Independent Contractors Under the FTCA
Which of these is an FTCA case:
• A volunteer with a veterans’ organization is driving a patient to a medical appointment at the VA and causes an accident, injuring the patient.
• That same patient is getting medical care at the VA when a contract physician working at the VA hospital commits malpractice.
The federal government relies heavily on contractors, but the FTCA covers only “employees.”[7] Recovery for contractor conduct is possible only if the government so controls the detailed physical performance that the person functions as a federal employee. Courts often treat contract physicians as independent professionals.
Volunteers and certain non-federal actors can be deemed federal employees for FTCA purposes (e.g., some VA volunteer transportation roles[8]). Confirm the actor’s status and relationship to the government before proceeding.
Prepare for a Bench Trial
FTCA claimants are not entitled to a jury.[9] When it’s time for trial, communicate with the court; judges usually conduct bench trials very differently from jury trials. If there is a non-federal co-defendant, you may end up in the unusual situation of trying a case to a judge as to one defendant and a jury as to the other.
Consider consenting to trial before a federal magistrate judge. In the District of Nevada, a certain number federal cases are automatically assigned to the magistrate judges.[10] Either party can opt out and request that the case be heard by a district court judge. If your case is assigned to a district court judge, you can consent to trial by the magistrate judges. Because they do not hear felony criminal cases, magistrate judges can often hear cases sooner and make more firm trial settings. It is a good option to speed cases along.

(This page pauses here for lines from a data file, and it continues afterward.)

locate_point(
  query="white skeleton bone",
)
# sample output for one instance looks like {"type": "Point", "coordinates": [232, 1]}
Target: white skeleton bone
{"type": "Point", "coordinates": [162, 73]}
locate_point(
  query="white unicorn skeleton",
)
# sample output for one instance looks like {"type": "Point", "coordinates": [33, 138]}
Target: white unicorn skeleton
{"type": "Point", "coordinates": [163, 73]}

Nevada’s Substantive Law Applies
The FTCA does not create any cause of action. Instead, under the FTCA, the United States is liable, “in the same manner and to the same extent as a private individual under like circumstances” under state law.[11] This means that Nevada’s tort law applies in FTCA cases, including substantive limitations on liability, such as the medical malpractice cap. Nevada procedural rules such as statutes of limitations do not apply.
Nevada’s limitations on suing state and local governmental actors do not apply because the United States’ liability is the same as that of a “private individual,” not a state or municipal actor.

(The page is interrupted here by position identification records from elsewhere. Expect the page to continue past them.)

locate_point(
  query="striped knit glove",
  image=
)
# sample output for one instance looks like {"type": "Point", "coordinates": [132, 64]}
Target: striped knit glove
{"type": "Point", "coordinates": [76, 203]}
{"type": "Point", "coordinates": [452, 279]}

The Discretionary Function Exception
In 2010, park rangers at Olympic National Park were repeatedly told by park visitors that a rogue mountain goat was accosting hikers on a popular park trail. The rangers failed to act to remove the animal. Unfortunately, the goat gored a hiker to death. That sounds like a pretty good case for the plaintiff, right?
One of the most challenging—perhaps frustrating—defenses available to the government in FTCA cases arises from the discretionary function exception, which precludes recovery “based upon the exercise or performance or the failure to exercise or perform a discretionary function or duty … whether or not the discretion involved be abused.”[12]

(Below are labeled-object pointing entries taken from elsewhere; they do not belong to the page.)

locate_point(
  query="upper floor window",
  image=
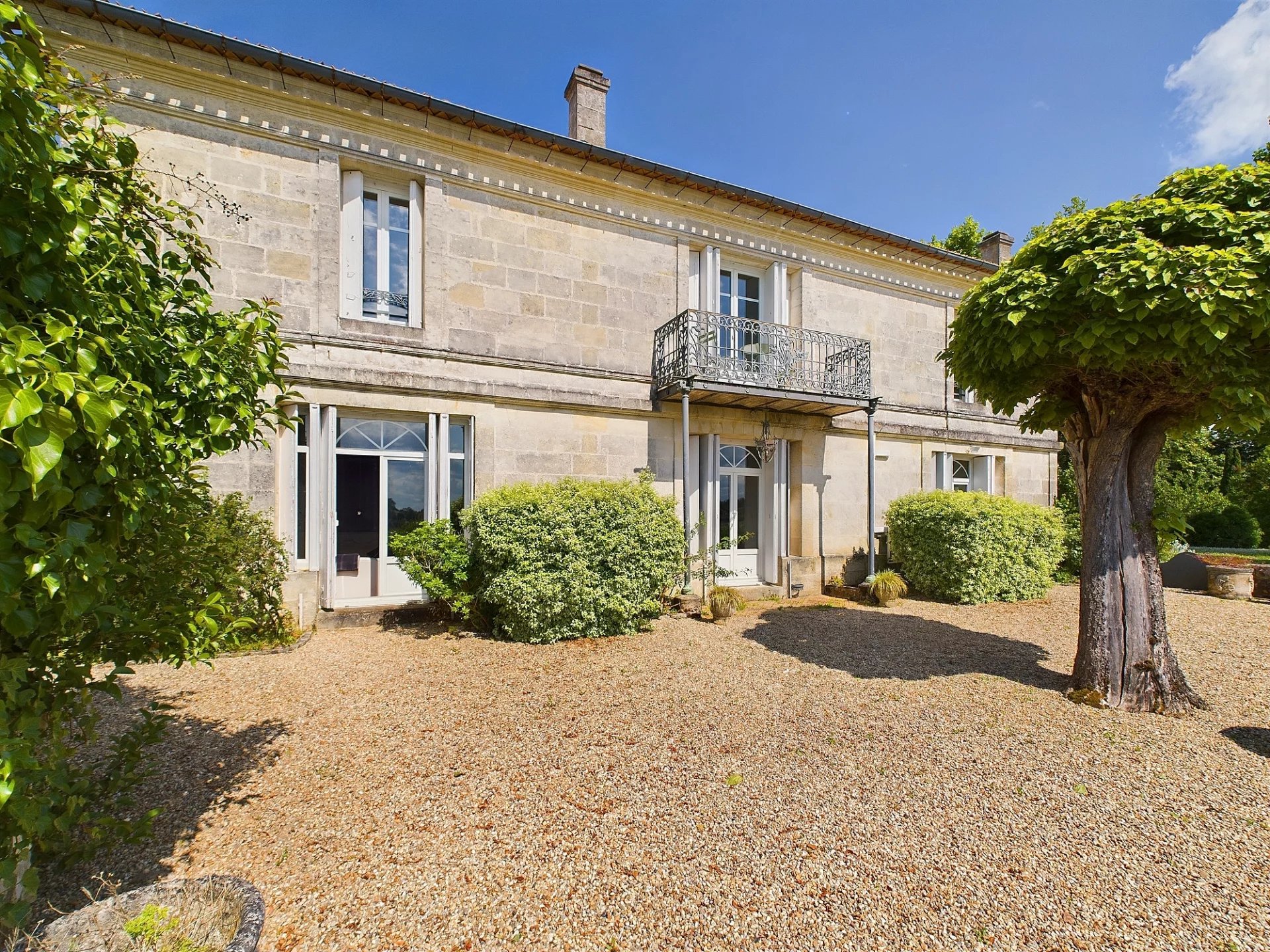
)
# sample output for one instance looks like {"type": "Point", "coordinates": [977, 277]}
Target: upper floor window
{"type": "Point", "coordinates": [741, 295]}
{"type": "Point", "coordinates": [381, 252]}
{"type": "Point", "coordinates": [385, 257]}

In the goat case, the government argued that the rangers exercised discretion in failing to remove the goat, and that their inaction was a protected policy decision. The Ninth Circuit agreed and the claim was barred.[13]
The exception rests on separation-of-powers principles and prevents courts from second-guessing executive policy through tort suits. Discretionary, policy-driven conduct is shielded, but application is fact-specific and often litigated.
Routine activities like driving, providing medical care, and maintaining premises generally fall outside the exception. For complex fact patterns, analyze the defense early.
The government is assertive about the discretionary function defense. When your case may involve the discretionary function exception, carefully review agency regulations, policies, and other materials to show that agency officials did not have discretion to engage in the tortious conduct, and that it was not the result of a policy choice. Jurisdictional discovery may be necessary.
Conclusion
FTCA cases can be challenging, but they reward careful lawyering, ensure that the government is held accountable for injuries, and provide justice for tort victims.